CAZyme degrade diet structural polysaccharides to provide nutrient substances for absorption by rumen epithelium. The diversity of carbohydrate compounds has been matched with specific enzymes that break down their bonds. For example, the GH43 family is primarily involved in encoding and degrading xylanase and xylan, respectively. Endo-1,4-xylanases (EC 126.96.36.199) targeted the backbone of xylan and converted it into short-chain xylose oligosaccharides and β-xylosidase (EC 188.8.131.52) could degrade xylose oligosaccharides to produce exlose. Then, α-L-arabinofuranosidase (EC 184.108.40.206) degrades side chains to acquire monosaccharides for the host (55). Apart from the GH23 family being involved in starch and glycogen degradation, it can also promote starch and glycogen transformation into dextrin to further break down the molecule into D-Glucose (56). Herein, the GH43 family genes were highly enriched in the H group. On the contrary, the GH23 family genes were highly enriched in the Con group, indicating OEO functional potential to degrade plant polysaccharides. These reports are similar to our data on the rumen digestive enzyme. Furthermore, KEGG functional taxonomy showed that retinol metabolism and steroid hormone biosynthesis were enriched in the L and H group; however, their abundance changes were not correlated with the increased in OEO dosage. Studies reported that retinol metabolism could maintain mucosal integrity and increase mucus production by the goblet cells (57); while the steroid hormone biosynthesis related with cholesterol production and regulated glucose and lipid metabolism. This illustrated that the function pathways of OEO was focused on energy metabolism.
Apart from affecting the rumen microbiota composition and function, OEO also alters the rumen metabolites and metabolic pathways. Some of these pathways are implicated in energy metabolism, cell growth, and immunoregulation. The Fc epsilon RI signaling pathway is initiated by the interaction between an antigen with immunoglobulin E (IgE) bound to the extracellular domain of the alpha chain of Fc epsilon RI. Subsequently, the activated mast cells release preformed granules, especially heparin, to increase the vascular permeability and further maintain rumen development (58). Conversely, pantothenate and CoA biosynthesis pathway plays a significant role in energy metabolism. Pantothenate is the precursor of CoA, and CoA is an essential enzyme in the TCA cycle. CoA also participates in the biosynthesis of fatty acids and cholesterol (59). Furthermore, about 85% of the dietary pantothenic acid is in CoA or phosphopentetheine forms, which is hydrolyzed by the ruminal microbiota into phosphopantetheine and pantetheine for energy provision. Previous studies showed that pantothenate could stimulate the ruminal cellulolytic bacteria (60) and that it might be correlated with Flavobacteriia abundance (61). Moreover, the abundance of heparin and pantetheine increased after dietary supplementation with OEO. Besides, A positive correlation was found between Parabacteroides distasonis and farnesene, sorbic acid, and aspirin. Farnesene belongs to the sesquiterpenoid family that has a similar action mechanism with monoterpenes. They are the main component in plants essential oils and have a broad spectrum in antimicrobial activity (62). It was reported that farnesene play a significant role during oxidative injury of eukaryotic cells (63). Sorbic acid, a food preservative and feed additive (64), could inhibit the dehydrogenase system of bacteria preventing their reproduction (65). Evidence shows that diets with sorbic acid exert prebiotic properties, stimulating the development of beneficial bacteria taxa (64). Aspirin, which has antibacterial and anti-inflammation activities, could prevent colorectal cancer by inhibiting cyclooxygenase enzymes and maintain intestinal barrier integrity (66, 67). Briefly, OEO supplementation alters rumen content metabolites and metabolic pathways. However, the further research is required to elucidate the causal relationship between microbiota and metabolites.

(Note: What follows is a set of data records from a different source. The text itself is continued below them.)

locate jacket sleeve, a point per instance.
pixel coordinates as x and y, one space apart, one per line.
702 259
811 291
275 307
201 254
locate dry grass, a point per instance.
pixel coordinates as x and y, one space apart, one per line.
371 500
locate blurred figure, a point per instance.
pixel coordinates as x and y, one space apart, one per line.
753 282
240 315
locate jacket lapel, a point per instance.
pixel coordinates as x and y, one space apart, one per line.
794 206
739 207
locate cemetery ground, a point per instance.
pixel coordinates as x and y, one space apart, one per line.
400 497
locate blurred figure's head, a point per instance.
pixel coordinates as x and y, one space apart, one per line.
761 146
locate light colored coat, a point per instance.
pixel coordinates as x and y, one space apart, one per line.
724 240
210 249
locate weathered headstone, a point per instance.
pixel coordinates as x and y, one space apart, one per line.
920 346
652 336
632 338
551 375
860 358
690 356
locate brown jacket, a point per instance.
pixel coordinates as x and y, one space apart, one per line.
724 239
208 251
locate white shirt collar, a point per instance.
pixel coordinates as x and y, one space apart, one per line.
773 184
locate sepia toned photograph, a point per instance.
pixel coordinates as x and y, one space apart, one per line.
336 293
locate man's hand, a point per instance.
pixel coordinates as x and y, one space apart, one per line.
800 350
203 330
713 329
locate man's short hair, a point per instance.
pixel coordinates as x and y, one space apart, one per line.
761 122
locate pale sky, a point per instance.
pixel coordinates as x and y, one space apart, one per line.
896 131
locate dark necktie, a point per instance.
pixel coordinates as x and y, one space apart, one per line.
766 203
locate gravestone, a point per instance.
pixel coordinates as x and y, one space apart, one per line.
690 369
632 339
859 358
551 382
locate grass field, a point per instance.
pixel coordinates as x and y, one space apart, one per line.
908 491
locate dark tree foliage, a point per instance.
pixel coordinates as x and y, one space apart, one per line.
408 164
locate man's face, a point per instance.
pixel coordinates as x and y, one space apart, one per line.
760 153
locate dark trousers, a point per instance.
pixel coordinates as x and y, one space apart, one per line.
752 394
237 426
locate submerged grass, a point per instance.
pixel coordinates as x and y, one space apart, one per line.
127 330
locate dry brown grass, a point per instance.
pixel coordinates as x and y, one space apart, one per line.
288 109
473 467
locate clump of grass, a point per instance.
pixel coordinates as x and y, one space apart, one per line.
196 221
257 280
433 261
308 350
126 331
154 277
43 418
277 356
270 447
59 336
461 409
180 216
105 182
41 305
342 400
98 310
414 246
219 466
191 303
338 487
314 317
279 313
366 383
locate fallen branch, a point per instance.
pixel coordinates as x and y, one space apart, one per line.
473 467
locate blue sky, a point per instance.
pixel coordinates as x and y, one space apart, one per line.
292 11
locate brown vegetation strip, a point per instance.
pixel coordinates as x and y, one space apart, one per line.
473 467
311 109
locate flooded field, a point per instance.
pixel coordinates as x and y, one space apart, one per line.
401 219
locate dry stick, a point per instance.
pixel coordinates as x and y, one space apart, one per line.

In summary, OEO dietary intervention altered the rumen microbiota composition and function, increased rumen VFAs (propionate and butyrate) and enhanced the Parabacteroides distasonis and Bacteroides thetaiotaomicron abundance. Furthermore, the rumen digestive ability was increased by improving rumen epithelium papillae development, cellulase and β-glucosidase, heparin, pantetheine, farnesene, and sorbic acid concentration levels. Our study provided new insights into microbiota-mediated regulation of rumen digestive ability and provided a growth-enhancing dietary strategy involving the modulation of rumen microbiota.
Data Availability Statement
The metagenomic data are available in the NCBI database under accession PRJNA730592.
The animal study was reviewed and approved by the Institutional Animal Care and Use Committee of the Gansu Agricultural University under permit number No.GAU-LC-2018-12.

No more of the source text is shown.